Now, he said, it works "in concentric circles," with each layer acting independently of the other.

"It is more dangerous as each group chooses its target."

Al Qaeda "has completely changed its nature" since the Sept. 11 attacks, Jacquard said. "Today, Al Qaeda is just a label, a symbol."

The new generation of terrorists is "ready to carry out self-managed, self-financed attacks. ... These are groups that will be difficult to penetrate, difficult to understand their motivation and who will be unpredictable," Jacquard said.

Economic and tourist sites, "which widen the message field," are the targets of choice, he said. He noted the April 2002 attack on an ancient Jewish synagogue on the Tunisian resort island of Djerba that killed 21 people, mainly tourists, and the Oct. 12 bombings of two night clubs in Bali in which 202 people, mainly foreign tourists, died.

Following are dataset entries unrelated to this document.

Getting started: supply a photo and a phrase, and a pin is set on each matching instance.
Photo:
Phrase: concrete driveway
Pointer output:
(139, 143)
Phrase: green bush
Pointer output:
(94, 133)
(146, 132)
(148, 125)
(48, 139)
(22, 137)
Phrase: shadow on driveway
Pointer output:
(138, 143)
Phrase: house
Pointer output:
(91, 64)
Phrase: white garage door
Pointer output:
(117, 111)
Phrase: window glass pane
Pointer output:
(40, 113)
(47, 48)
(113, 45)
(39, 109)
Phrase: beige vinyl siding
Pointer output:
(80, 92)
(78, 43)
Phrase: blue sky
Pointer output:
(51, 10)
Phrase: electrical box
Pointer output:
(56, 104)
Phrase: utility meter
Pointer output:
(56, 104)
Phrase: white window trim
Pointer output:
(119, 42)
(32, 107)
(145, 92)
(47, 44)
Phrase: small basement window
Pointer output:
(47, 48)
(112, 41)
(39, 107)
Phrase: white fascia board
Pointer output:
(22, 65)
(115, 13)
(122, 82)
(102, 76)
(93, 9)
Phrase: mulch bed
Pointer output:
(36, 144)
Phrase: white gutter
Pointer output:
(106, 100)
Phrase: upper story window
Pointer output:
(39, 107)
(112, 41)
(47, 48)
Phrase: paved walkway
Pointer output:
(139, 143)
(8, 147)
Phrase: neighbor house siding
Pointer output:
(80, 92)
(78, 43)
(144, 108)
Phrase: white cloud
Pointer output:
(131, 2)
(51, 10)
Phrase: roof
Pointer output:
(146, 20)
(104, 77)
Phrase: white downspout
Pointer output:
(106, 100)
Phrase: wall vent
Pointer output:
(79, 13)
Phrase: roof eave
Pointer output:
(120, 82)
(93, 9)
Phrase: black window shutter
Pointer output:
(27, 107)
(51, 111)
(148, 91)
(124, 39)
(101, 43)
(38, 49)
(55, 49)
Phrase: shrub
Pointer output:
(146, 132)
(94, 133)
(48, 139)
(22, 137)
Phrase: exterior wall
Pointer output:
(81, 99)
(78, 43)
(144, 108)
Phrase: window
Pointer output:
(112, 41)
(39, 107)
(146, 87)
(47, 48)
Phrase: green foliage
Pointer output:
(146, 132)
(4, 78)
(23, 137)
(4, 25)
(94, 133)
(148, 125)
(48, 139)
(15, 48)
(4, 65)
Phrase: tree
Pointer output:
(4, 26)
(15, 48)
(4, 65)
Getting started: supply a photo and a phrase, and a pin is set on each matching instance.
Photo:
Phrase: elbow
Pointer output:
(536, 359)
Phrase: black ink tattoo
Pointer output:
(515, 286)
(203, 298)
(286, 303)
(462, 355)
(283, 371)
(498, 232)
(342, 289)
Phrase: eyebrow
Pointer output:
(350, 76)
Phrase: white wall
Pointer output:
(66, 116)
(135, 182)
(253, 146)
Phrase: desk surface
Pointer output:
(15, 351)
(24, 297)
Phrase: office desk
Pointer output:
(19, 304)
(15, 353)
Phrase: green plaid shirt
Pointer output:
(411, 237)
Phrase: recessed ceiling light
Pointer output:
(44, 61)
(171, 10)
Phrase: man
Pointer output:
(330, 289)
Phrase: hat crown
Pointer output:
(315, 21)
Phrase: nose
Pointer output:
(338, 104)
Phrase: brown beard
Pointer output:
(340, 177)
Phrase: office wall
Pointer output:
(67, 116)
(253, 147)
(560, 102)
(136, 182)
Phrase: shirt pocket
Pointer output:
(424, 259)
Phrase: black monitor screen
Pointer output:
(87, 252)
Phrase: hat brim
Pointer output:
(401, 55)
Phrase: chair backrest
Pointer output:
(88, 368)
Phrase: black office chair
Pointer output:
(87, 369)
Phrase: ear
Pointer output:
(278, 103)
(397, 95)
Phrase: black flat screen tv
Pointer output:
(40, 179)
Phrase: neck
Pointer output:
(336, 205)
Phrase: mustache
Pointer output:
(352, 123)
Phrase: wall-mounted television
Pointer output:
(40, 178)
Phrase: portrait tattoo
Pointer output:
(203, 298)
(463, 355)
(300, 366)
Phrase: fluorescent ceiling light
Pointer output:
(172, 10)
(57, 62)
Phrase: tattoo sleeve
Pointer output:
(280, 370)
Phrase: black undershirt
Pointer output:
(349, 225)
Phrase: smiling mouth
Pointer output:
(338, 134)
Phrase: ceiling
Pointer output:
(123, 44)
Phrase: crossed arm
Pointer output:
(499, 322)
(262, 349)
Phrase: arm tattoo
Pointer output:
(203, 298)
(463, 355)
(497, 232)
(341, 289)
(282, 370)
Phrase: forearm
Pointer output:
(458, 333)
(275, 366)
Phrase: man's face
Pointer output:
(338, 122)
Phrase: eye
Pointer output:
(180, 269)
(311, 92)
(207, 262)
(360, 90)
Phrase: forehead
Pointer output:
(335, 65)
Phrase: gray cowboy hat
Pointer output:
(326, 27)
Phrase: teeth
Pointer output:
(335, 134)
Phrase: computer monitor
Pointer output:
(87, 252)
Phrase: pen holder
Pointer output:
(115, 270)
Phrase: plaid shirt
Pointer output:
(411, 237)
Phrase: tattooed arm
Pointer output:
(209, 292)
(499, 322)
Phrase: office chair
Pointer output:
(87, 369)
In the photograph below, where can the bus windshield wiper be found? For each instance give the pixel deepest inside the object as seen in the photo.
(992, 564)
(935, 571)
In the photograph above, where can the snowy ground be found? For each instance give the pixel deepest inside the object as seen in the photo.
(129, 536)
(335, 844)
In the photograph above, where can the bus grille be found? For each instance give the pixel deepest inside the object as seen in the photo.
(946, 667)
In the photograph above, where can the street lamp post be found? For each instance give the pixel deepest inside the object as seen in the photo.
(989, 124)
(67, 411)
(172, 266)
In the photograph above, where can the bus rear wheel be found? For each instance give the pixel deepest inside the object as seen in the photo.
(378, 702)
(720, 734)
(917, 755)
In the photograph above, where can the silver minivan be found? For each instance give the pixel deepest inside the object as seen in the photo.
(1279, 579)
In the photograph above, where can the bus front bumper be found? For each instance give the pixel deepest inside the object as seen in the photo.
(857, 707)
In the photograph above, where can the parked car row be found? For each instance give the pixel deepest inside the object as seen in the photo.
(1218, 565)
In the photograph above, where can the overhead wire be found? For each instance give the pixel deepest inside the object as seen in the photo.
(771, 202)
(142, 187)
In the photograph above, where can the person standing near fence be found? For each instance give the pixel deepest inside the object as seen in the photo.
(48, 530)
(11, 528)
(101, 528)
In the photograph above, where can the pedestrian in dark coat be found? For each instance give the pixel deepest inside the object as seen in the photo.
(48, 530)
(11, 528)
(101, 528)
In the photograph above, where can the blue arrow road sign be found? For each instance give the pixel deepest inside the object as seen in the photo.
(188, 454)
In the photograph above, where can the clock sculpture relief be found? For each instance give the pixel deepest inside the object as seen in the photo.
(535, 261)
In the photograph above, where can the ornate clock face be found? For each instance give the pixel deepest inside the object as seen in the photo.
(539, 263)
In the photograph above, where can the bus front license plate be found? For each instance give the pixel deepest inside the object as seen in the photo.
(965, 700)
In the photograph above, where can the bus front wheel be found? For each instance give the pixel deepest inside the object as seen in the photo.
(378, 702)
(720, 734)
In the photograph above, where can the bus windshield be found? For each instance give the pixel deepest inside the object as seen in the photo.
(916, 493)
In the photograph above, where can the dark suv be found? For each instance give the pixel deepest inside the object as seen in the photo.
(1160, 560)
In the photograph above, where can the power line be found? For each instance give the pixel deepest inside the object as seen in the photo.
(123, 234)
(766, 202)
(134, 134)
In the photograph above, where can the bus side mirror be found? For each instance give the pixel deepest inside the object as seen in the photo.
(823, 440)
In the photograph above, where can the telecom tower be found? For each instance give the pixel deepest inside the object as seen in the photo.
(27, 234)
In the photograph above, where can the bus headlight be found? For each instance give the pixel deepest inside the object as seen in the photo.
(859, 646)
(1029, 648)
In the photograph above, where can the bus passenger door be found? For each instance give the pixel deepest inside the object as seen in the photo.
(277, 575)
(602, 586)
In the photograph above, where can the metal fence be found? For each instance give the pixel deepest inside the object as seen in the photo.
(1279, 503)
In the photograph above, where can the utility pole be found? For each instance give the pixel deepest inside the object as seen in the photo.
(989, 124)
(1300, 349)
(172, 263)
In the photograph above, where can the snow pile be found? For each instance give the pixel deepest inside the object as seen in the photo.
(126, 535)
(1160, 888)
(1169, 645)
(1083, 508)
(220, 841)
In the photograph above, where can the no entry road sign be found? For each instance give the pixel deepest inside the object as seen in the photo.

French and German officials have publicly linked the Djerba attack to Al Qaeda, and Indonesian authorities suspect that Jemaah Islamiyah, an Al Qaeda-linked militant Islamic group, is behind the Bali bombings.

Jacquard blamed the "third generation" of Al Qaeda for the series of bombings last month in Casablanca that killed 43 people, including a dozen suicide bombers. Moroccan authorities suspect an international connection but have brought forth no evidence to back their theory.